Airline surcharges must not jeopardise neutral and transparent airline distribution, says Christoph Klenner, secretary general of the European Technology and Travel Services Association

The European Technology and Travel Services Association (ETTSA) is concerned about the decision of another large European airline group to impose a substantial surcharge on tickets booked through independent intermediaries.

Two years after the Lufthansa Group, BA and Iberia have announced their intention to impose a distribution charge on tickets booked through a neutral distribution channel – the GDS/travel agency channel on which consumers rely to look for the best-available travel option.

This charge will not apply to BA-controlled channels.

The mere mechanism of a charge making the neutral and independent channel less attractive for consumers is a worrying trend that goes against the principles of transparency and neutrality in airline distribution established by the EU decades ago.
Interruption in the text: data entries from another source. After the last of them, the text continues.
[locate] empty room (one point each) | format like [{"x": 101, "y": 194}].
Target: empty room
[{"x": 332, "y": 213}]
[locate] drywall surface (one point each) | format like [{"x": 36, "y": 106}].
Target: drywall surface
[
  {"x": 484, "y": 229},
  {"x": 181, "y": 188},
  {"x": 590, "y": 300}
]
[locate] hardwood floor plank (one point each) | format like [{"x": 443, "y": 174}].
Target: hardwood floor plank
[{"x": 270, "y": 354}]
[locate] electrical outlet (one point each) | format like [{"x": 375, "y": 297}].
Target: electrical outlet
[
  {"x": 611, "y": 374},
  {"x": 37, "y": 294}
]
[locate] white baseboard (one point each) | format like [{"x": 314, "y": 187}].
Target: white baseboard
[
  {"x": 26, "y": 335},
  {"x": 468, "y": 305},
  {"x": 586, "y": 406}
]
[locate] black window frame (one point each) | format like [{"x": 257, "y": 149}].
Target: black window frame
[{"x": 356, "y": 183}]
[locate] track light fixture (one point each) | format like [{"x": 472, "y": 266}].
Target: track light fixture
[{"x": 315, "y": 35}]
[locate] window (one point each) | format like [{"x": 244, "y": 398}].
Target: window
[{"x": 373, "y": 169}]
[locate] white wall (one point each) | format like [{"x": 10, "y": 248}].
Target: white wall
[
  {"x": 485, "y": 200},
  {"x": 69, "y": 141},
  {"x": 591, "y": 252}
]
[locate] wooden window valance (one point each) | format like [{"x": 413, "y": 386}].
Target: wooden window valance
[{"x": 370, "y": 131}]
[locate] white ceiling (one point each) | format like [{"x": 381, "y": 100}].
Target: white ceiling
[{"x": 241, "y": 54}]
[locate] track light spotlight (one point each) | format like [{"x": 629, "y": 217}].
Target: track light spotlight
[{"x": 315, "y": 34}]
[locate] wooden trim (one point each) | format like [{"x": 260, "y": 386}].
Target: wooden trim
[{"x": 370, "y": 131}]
Twenty-five years of a liberalised EU aviation market have promoted competition, the arrival of new entrants and more choice for consumers.

The policy has generally been a great success resulting in more affordable tickets for families and businesses.

However, recent years have seen challenges arise against this successful policy. A consolidation of the European aviation industry has produced more powerful and larger airline groups, and the airline alliances have been allowed to increase their cooperation – as opposed to having to behave like competitors.

This consolidation has put airlines in a position of great strength in their ‘home markets’, which has increased their incentives and power to push for more direct distribution and drive consumers away from the neutral and independent market.

The planned BA/Iberia charge and earlier Lufthansa surcharge are a result of a strategy to drive consumers away from the platforms where they are able to compare travel options in a neutral environment and on to airline-controlled platforms where biased content makes it very difficult for consumers to know whether they are buying the ticket that suits them best.

ETTSA is composed of technology companies and promotes the advancement of technology improvement in travel distribution for the benefit of consumers.

The association has been warning against this development for years, but action from the EU to protect its own principles of neutrality and transparency has yet to be seen.

We urge the European institutions to remember these principles and to protect them with the regulatory tools available to it before it is too late.

In addition to enforcement of the CRS Code of Conduct, these tools should certainly include a probing investigation into whether the promised benefits for consumers that were used by airlines to obtain approvals of their mergers and alliances have in fact materialised.